Ghana’s cost of printing money fell by more than half in 2025, even as cash in circulation expanded and a surge in ancillary expenses eroded most of the savings, according to the audited financial statements of the Bank of Ghana (BoG) released on April 30, 2026.
Total currency issuance costs dropped from GH¢1.01 billion in 2024 to GH¢471.4 million in 2025, a reduction of over 50% year-on-year. The primary driver was a steep fall in direct production costs, with banknote printing and coin minting expenses declining 72%, from GH¢986.9 million to GH¢277.6 million. The scale of the reduction points to significant operational adjustments, including possible improvements in currency inventory management, reduced replacement of worn notes, or broader efficiency measures within the BoG’s currency operations framework.
But the savings tell only part of the story. While production costs fell sharply, three other components of currency management moved in the opposite direction. Agency fees rose 24.4%, from GH¢8.5 million to GH¢10.6 million. Foreign currency import costs climbed 14.6%, from GH¢14.4 million to GH¢16.5 million. The most dramatic movement came under other currency expenses, which surged from GH¢14.6 million in 2024 to GH¢183 million in 2025, an extraordinary increase of approximately 1,154%. The nature of these costs suggests they may be one-off or restructuring-related, though the BoG’s accounts do not provide a detailed breakdown.
At the same time, demand for physical cash in the economy continued to grow. Currency in circulation rose approximately 17%, from GH¢71.6 billion in 2024 to GH¢83.8 billion in 2025, reflecting sustained reliance on cash transactions despite ongoing expansion of digital payment channels. The BoG defines currency in circulation as the total face value of banknotes and coins held by the public and financial institutions, net of cash retained in its own vaults.
The simultaneous fall in production costs and rise in circulating cash presents a nuanced picture. It suggests the central bank printed less, but Ghanaians were using more cash, possibly because existing notes remained in circulation longer or because inventory levels were managed more tightly.

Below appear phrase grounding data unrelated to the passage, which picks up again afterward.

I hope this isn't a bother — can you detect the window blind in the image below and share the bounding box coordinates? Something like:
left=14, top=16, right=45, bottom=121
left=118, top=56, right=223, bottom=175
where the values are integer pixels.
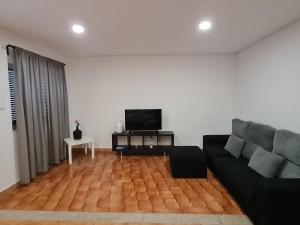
left=8, top=67, right=17, bottom=126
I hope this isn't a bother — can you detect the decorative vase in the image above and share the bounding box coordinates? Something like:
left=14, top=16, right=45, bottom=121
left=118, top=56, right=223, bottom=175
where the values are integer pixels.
left=116, top=121, right=123, bottom=133
left=73, top=125, right=82, bottom=140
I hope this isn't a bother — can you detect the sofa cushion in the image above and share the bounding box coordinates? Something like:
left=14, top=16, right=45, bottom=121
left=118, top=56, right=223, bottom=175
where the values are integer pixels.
left=204, top=145, right=232, bottom=158
left=212, top=157, right=261, bottom=201
left=273, top=130, right=300, bottom=178
left=273, top=129, right=300, bottom=178
left=278, top=161, right=300, bottom=178
left=273, top=130, right=300, bottom=165
left=242, top=141, right=259, bottom=160
left=245, top=121, right=276, bottom=151
left=248, top=147, right=285, bottom=178
left=232, top=118, right=249, bottom=139
left=225, top=135, right=245, bottom=158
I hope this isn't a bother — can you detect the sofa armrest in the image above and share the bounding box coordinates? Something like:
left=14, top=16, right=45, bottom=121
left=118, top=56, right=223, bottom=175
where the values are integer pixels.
left=203, top=135, right=230, bottom=148
left=255, top=178, right=300, bottom=225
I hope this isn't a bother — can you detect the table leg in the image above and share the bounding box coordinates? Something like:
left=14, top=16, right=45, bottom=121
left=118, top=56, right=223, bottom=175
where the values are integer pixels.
left=85, top=144, right=87, bottom=154
left=68, top=145, right=72, bottom=165
left=92, top=140, right=95, bottom=159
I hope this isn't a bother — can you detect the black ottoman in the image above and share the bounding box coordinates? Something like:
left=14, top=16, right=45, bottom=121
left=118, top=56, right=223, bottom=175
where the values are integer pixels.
left=169, top=146, right=207, bottom=178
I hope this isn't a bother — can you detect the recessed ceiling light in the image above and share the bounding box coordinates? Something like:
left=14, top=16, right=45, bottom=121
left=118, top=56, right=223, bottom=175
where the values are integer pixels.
left=72, top=24, right=85, bottom=34
left=198, top=20, right=212, bottom=31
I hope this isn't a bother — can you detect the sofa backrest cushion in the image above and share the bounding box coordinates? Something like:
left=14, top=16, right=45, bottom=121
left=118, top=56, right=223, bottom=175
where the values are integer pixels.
left=273, top=130, right=300, bottom=165
left=225, top=134, right=245, bottom=158
left=245, top=121, right=276, bottom=151
left=232, top=118, right=248, bottom=139
left=242, top=141, right=259, bottom=159
left=273, top=129, right=300, bottom=178
left=248, top=146, right=286, bottom=178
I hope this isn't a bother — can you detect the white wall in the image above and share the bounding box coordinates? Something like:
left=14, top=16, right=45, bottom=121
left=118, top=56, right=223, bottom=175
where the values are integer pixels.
left=0, top=26, right=66, bottom=191
left=66, top=55, right=236, bottom=148
left=236, top=20, right=300, bottom=132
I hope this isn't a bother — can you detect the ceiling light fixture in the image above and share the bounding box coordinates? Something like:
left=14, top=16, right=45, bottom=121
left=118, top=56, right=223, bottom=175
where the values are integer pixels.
left=198, top=20, right=212, bottom=31
left=72, top=24, right=85, bottom=34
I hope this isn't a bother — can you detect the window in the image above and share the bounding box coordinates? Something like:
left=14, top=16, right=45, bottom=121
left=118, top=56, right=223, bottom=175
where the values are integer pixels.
left=8, top=64, right=16, bottom=129
left=7, top=63, right=49, bottom=129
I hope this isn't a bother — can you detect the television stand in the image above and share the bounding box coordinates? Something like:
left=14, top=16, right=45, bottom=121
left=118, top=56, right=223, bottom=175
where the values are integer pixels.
left=112, top=130, right=174, bottom=156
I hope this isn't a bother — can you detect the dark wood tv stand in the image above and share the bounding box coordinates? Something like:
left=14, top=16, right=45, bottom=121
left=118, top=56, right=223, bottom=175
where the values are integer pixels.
left=112, top=130, right=174, bottom=156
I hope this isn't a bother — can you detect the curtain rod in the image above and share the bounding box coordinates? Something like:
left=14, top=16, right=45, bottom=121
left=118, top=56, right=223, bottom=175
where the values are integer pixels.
left=5, top=44, right=66, bottom=66
left=6, top=44, right=16, bottom=55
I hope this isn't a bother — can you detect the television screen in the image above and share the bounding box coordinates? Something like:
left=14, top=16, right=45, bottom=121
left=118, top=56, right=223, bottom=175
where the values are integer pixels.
left=125, top=109, right=162, bottom=130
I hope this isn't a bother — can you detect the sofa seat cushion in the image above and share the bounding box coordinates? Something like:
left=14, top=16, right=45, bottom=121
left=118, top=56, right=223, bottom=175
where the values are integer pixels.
left=204, top=145, right=233, bottom=158
left=212, top=157, right=262, bottom=201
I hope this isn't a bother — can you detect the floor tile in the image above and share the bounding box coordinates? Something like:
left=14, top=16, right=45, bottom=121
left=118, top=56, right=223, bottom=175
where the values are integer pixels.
left=0, top=151, right=242, bottom=215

The data also points to a broader structural shift underway in currency management. Non-production costs, including distribution logistics, service contracts, and foreign exchange-related operations, are emerging as the dominant cost drivers, overtaking the physical printing of money. This has implications for how the BoG plans future currency issuance, particularly as it balances cost efficiency with rising cash demand across the economy.
The BoG’s 2025 accounts, released after a one-month extension partly due to a change in external auditors, also revealed a net loss of GH¢15.6 billion and a negative equity position of GH¢35 billion for the year, driven largely by open market operations costs and exchange rate revaluation effects.